Koalitionsgipfel: Erwartbares Ergebnis

Geschrieben von: am 07. Sep 2015 um 10:00

Der Koalitionsgipfel von gestern hat das erwartete Ergebnis gebracht. Die Hardliner haben sich durchgesetzt. Hinter der hübschen Zahl von sechs Milliarden Euro, die für die Versorgung und Unterbringung von Flüchtlingen bereitgestellt werden soll und die heute als Schlagzeile dient, verschwindet die beabsichtigte Verschärfung und Ausweitung bestehender Regeln beim Umgang mit Asylbewerbern. Die Regierung setzt sogar noch eins drauf und erklärt Länder wie das Kosovo, Albanien oder Montenegro zu sicheren Herkunftsländern, was die Abschiebung von Menschen in katastrophale Verhältnisse weiter erleichtert.

Von der Eröffnung sicherer Fluchtwege war indes keine Rede. Zudem hat sich Bundesinnenminister de Maizière offenbar mit seiner im August aufgestellten Forderung durchgesetzt, zum Sachleistungsprinzip zurückzukehren und den Flüchtlingen kein Geld mehr zu geben. Damals begründete der Minister diesen Vorschlag unter anderem damit, dass ein Flüchtling in Deutschland genauso viel Geld erhalte wie ein Polizist im Kosovo.

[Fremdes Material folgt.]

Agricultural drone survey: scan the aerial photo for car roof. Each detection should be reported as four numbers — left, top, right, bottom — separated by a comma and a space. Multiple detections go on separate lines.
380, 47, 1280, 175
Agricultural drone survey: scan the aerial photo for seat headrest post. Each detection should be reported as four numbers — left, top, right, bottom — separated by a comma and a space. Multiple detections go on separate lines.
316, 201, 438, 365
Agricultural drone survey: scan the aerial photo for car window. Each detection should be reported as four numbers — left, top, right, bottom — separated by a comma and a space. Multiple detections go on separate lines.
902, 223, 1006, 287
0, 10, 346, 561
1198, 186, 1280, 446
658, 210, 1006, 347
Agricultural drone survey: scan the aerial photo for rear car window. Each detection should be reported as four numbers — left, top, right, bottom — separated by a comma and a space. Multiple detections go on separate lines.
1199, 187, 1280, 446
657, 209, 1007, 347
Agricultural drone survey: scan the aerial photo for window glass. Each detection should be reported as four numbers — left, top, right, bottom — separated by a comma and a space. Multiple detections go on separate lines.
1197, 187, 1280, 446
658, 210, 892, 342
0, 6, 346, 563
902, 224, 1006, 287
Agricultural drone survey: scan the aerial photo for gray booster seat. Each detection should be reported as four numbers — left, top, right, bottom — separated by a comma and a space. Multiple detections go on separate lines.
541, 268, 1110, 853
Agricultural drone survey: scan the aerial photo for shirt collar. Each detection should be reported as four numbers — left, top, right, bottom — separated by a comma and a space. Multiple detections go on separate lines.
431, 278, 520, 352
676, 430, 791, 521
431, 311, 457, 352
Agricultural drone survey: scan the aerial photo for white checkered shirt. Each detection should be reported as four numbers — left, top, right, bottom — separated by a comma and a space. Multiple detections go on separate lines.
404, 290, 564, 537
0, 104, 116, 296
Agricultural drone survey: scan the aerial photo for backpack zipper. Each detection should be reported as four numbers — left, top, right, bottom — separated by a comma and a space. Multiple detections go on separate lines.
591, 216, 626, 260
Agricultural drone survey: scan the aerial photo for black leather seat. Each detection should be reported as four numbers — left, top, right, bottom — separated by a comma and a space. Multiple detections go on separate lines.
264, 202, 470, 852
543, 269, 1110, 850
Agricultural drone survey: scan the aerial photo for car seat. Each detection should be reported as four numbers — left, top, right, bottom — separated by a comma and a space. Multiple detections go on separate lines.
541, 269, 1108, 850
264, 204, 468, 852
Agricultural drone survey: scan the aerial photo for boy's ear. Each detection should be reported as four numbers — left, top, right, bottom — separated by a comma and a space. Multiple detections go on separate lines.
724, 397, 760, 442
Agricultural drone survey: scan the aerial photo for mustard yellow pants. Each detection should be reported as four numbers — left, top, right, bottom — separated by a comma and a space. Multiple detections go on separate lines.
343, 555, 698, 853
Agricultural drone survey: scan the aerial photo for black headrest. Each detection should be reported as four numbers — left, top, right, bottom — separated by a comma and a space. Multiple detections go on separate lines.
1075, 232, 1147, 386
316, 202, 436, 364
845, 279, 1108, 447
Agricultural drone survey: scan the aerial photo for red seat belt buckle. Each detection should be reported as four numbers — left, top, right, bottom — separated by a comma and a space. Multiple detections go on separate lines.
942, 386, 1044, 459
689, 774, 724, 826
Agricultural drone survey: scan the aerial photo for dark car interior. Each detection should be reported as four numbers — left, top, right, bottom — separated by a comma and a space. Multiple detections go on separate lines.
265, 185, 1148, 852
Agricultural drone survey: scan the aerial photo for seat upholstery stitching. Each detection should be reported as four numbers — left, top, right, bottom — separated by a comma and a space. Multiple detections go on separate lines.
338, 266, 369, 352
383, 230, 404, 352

Ein demagogischer Vergleich.

Unangebrachte Bewunderung

Die gestrige Einigung lenkt auch vom Versagen einer deutschen Behörde ab, die mit einer schwammigen Formulierung zum Dublin-Verfahren Hoffnungen bei Flüchtlingen ausgelöst und eine beschleunigte Migrationsbewegung in Gang gesetzt hatte. Die unklare Sprachregelung hat wiederum Länder wie Ungarn zusätzlich unter Druck gesetzt, aber auch dazu geführt, dass Deutschlands Regierungschefin mal wieder unberechtigterweise als große Menschenfreundin missverstanden wird.

Die Flüchtlinge selber halten Merkel-Plakate in die Kameras und deutsche Medien schreiben devot über eine Flüchtlingskanzlerin, die es in Wirklichkeit gar nicht gibt. Eine wohltuende Ausnahme ist da der heutige Kommentar von Maximilian Popp auf Spiegel Online. Er schreibt:

Die Deutschen inszenieren sich in der Flüchtlingskrise als die Guten. Doch die Bundesregierung hat die Misere mitverursacht. Ihre Asylpolitik ist bis heute im Kern egoistisch. […] Nein, Angela Merkel ist keine Flüchtlingskanzlerin. Würde es die Bundesregierung mit ihrer Solidarität für Geflüchtete ernst meinen, dann würde sie eine gerechte, europaweite Verteilung von Asylbewerbern nicht nur fordern, sondern den skeptischen Staaten im Süden und Osten Europas etwas bieten, etwa finanzielle Hilfe. Die Kluft zwischen dem Westen und Osten Europas in der Frage nach einer Flüchtlingsquote ist das Ergebnis politischen Versagens.

Merkel dürfte von der Interpretation einer Leitlinie des Bundesamtes für Migration und Flüchtlinge (BAMF) ebenso überrascht worden sein, wie die breite Öffentlichkeit. Das kann man dann auch als ein Panne bezeichnen. Aufsichtsbehörde des BAMF ist übrigens das Bundesinnenministerium unter der Regie eines gewissen Thomas de Maizière, der häufig nicht weiß, was eigentlich los ist, egal welchen Ministerposten er gerade besetzt hält.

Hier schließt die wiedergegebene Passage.